Posto isto, ratifico a tutela de urgência e julgo


parcialmente procedente o pedido inicial para condenar, solidariamente, os
Reclamados ao pagamento de R$ 4.000,00 (quatro mil reais), a ser atualizado
pelo INPC, a partir desta data e acrescido de juros de mora simples de 1% (um
por cento) ao mês, a partir da citação, a título de indenização por danos
morais, nos termos da fundamentação.

Por fim, considerando-se que a reclamada, LOJAS


AMERICANAS S/A, não trouxe aos autos circunstâncias capazes de infirmar
a concessão de justiça gratuita ao Reclamante, julgo improcedente referido
pedido e defiro ao Reclamante os benefícios da gratuidade de justiça,
conforme requerido.

Extingo o processo com resolução de mérito, nos termos


do art. 487, inciso I, do Código de Processo Civil.
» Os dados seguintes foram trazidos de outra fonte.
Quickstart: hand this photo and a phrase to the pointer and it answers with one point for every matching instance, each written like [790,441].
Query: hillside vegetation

Isento as partes do pagamento de custas, despesas


processuais e honorários de sucumbência, em virtude da gratuidade do
primeiro grau de jurisdição dos Juizados Especiais (arts. 54 e 55, da Lei n.º
9099/95).
Certificado o trânsito em julgado, aguarde-se
requerimento da Reclamante e após intime-se a Reclamada para cumprimento
da sentença, no prazo de 15 (quinze), findo o qual, o valor da condenação
deverá ser atualizado com a incidência de pena de multa de 10% (dez por
cento), nos termos do art. 523, § 1º, do Código de Processo Civil, caso não
haja pagamento.

Havendo cumprimento espontâneo, expeça-se alvará ou


transfira-se o valor à conta bancária que for indicada pela parte Reclamante ou
seu/sua advogado(a) (caso haja pedido e este tenha poderes expressos para
receber e dar quitação) do valor recebido, após arquivem-se os autos, dando-
se baixa nos registros.

Decorrido o prazo de 30 (trinta) dias sem requerimento


pela Reclamante, arquive-se imediatamente os autos com as baixas
necessárias.

Publique-se. Registre-se. Intime-se.

Belém, PA, 23 de maio de 2023.

TANIA BATISTELLO

Juíza de Direito Titular da 5ª Vara do JEC de Belém.